Much of this boom in international food trade is owed to agreements struck in the 1990s that allowed more products to enter the United States duty-free. The North American Free Trade Agreement, which took effect in 1994, improved Americans’ access to warm-weather produce from Mexico and specialty foods from Canada. Since the late ’90s, fresh-vegetable imports—mainly from these two countries—have nearly tripled. A standout example is avocados, about 90 percent of which are imported today, almost all from Mexico. Our southern neighbor also supplied more than half of all U.S. berry imports in 2023.
Globally, the 1995 World Trade Organization agreements, especially the Agreement on Agriculture, significantly reduced worldwide food-related trade barriers. Since then, agricultural trade has more than doubled, giving the U.S. access to foods that would otherwise be unavailable or prohibitively expensive—not just produce but also meats, cheeses, and innumerable foreign specialty items.
Bringing back food tariffs, as Trump proposes, would stymie this incredible progress, especially for foods that can’t be easily grown here, such as pineapples. With less available supply and new import taxes, prices would almost certainly rise.
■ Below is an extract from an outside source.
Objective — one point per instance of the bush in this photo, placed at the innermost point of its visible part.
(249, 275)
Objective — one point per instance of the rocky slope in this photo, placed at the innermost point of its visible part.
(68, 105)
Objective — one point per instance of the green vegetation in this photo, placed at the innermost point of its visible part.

In fact, the U.S. already imposes tariffs and other barriers on a wide range of imported foods, including beef, seafood, sugar, and tomatoes. Studies consistently show that these trade restrictions inflate consumer prices. (Sugar, for example, costs twice as much in the United States as it does globally.)
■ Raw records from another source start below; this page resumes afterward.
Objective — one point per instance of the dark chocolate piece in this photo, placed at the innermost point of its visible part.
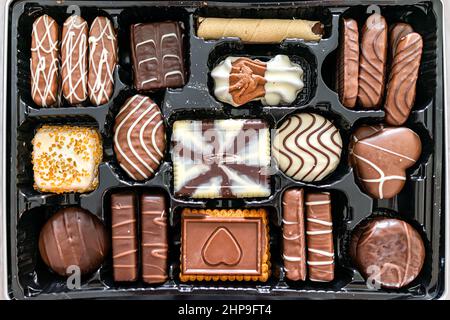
(319, 237)
(73, 237)
(44, 61)
(224, 245)
(372, 62)
(74, 59)
(154, 238)
(389, 251)
(139, 137)
(294, 255)
(382, 158)
(348, 63)
(157, 53)
(124, 236)
(401, 87)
In theory, foreign exporters could lower their prices to offset new tariffs, as Trump is fond of claiming. In practice, however, this rarely happens. Evidence from the Trump presidency shows, for example, that American companies and consumers absorbed nearly all the tariffs’ costs, either through additional import taxes or higher prices for both foreign and domestic goods. Given that U.S. grocers already operate on thin margins (historically about 2 percent), the chances of these companies simply absorbing new tariff-related costs, instead of passing them on to you and me, are minimal.
Of course, if foreign food exporters did somehow pay new tariffs without raising prices, then the tariffs wouldn’t protect American farmers, as Trump says they would. The whole point of a protective tariff is to push consumers toward domestic goods by raising the prices we pay for imports. If prices didn’t change, then neither would the purchasing decisions of American shoppers.
In short, if American farmers are earning more because of Trump’s tariffs, then we’re all paying more for the food they make. And if we’re not paying more, then “our farmers” aren’t earning more. Trump can’t have it both ways.
As anyone over the age of 40 can attest, American grocery stores weren’t always the global fantasylands they are today. They were smaller, less diverse, and relatively more expensive. Trump’s plan to restrict food imports could drag us back to that era. So although we’re generally not fans of Kamala Harris’s “We are not going back” slogan, we’re with her in this particular case. We don’t want to go back to a time when, say, blueberries were the occasional luxury, and neither should you.